Alternatively, the hole transport layer 320 may include one or more hole transport materials, and the hole transport material may be selected from carbazole multimers, carbazole-linked triarylamine-based compounds, or other types of compounds, which are not specifically limited herein. For example, in one embodiment of the present application, the hole transport layer 320 includes a first hole transport layer 321 and a second hole transport layer 322, the first hole transport layer 321 is composed of a compound NPB, and the second hole transport layer 322 is composed of a compound PAPB.

Alternatively, the organic electroluminescent layer 330 may be composed of a single light emitting material, and may include a host material and a guest material. Alternatively, the organic electroluminescent layer 330 may be composed of a host material and a guest material, and holes and electrons injected into the organic light emitting layer 330 may be combined in the organic light emitting layer 330 to form excitons, and the excitons transfer energy to the host material and the host material transfers energy to the guest material, so that the guest material can emit light.

In one embodiment of the present application, the host material of the organic electroluminescent layer 330 is composed of the organic compound provided herein and RH — N; in another embodiment of the present application, the host material of the organic electroluminescent layer 330 is composed of the organic compound provided herein and RH — P. The organic compound structure provided by the application is mainly characterized in that an adamantyl group is combined with an indolocarbazole derivative, the indole group and the carbazole group are fused to form a core group, and when the indolocarbazole derivative is used as a main body material of an organic light-emitting layer, due to the large electron cloud density of the indolocarbazole derivative, the hole mobility of the light-emitting layer is improved, the balance of electrons and holes in the organic light-emitting layer is facilitated, the light-emitting efficiency of electroluminescence is improved, and the driving pressure of the organic electroluminescence is reduced. The adamantyl groups have larger space volume and higher rigidity, and can reduce the interaction force among conjugated structures and reduce the accumulation among molecules, thereby improving the current efficiency. The adamantane is combined with the indolocarbazole derivative, the degree of freedom among molecules is increased, the compound is not easy to crystallize in an amorphous state and is more stable, the compound is bonded with a carbazole group, the molecular symmetry is reduced, the film-forming property of the compound in the application is improved, the efficiency is improved, and the organic luminescent material is effectively protected.

The guest material of the organic electroluminescent layer 330 may be a compound having a condensed aryl ring or a derivative thereof, a compound having a heteroaryl ring or a derivative thereof, an aromatic amine derivative, or other materials, which is not particularly limited in the present application.

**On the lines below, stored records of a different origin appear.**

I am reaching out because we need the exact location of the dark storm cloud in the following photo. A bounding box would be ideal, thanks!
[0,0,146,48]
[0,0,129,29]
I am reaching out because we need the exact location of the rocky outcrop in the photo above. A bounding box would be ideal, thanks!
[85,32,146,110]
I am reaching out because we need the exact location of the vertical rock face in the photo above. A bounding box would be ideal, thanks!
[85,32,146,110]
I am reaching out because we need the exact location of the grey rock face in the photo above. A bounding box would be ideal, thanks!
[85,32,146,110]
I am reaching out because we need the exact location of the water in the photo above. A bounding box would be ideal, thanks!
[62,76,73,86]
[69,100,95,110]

For example, in one embodiment of the present application, the guest material of the organic light emitting layer 330 may be Ir (piq)₂(acac)。

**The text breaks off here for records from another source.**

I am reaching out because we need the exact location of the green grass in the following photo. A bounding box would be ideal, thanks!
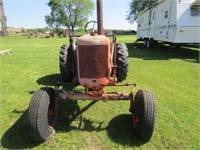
[0,35,200,150]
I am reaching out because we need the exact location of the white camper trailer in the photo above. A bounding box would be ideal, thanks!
[137,0,200,47]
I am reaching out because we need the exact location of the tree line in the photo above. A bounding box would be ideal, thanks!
[45,0,158,32]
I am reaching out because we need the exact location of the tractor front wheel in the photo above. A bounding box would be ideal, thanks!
[131,89,156,142]
[28,88,56,142]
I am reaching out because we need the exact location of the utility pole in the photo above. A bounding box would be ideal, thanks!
[0,0,8,36]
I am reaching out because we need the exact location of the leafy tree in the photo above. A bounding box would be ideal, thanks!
[45,0,94,32]
[126,0,158,23]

The electron transport layer 350 may have a single-layer structure or a multi-layer structure, and may include one or more electron transport materials, and the electron transport materials may be selected from benzimidazole derivatives, oxadiazole derivatives, quinoxaline derivatives, or other electron transport materials, which is not particularly limited in this application. For example, in one embodiment of the present application, the electron transport layer 350 may be composed of ET-06 and LiQ.

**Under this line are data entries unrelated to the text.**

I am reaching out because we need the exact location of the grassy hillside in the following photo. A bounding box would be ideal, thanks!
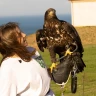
[40,45,96,96]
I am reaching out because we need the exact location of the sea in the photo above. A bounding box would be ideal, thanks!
[0,14,71,35]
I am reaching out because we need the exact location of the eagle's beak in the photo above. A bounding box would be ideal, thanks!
[65,48,73,56]
[50,63,57,73]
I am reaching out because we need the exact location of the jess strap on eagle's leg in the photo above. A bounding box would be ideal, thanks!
[49,47,57,73]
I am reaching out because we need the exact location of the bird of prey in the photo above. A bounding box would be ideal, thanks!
[36,8,86,72]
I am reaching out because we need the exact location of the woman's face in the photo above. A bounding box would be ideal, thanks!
[20,32,28,46]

Optionally, the cathode 200 comprises a cathode material, which is a material with a small work function that facilitates electron injection into the functional layer. Specific examples of the cathode material include: metals such as magnesium, calcium, sodium, potassium, titanium, indium, yttrium, lithium, gadolinium, aluminum, silver, tin, and lead or alloys thereof; or a multilayer material such as LiF/Al, Liq/Al, LiO₂Al, LiF/Ca, LiF/Al and BaF₂But not limited thereto,/Ca. A metal electrode comprising silver and magnesium is preferably included as the cathode 200.

Optionally, a hole injection layer 310 may be further disposed between the anode 100 and the hole transport layer 320 to enhance the ability to inject holes into the hole transport layer 320. The hole injection layer 310 may be made of benzidine derivatives, starburst arylamine compounds, phthalocyanine derivatives, or other materials, which are not limited in this application. For example, in one embodiment of the present application, the hole injection layer 310 is comprised of HAT-CN; in another embodiment of the present application, the hole injection layer 310 is also comprised of F4-TCNQ.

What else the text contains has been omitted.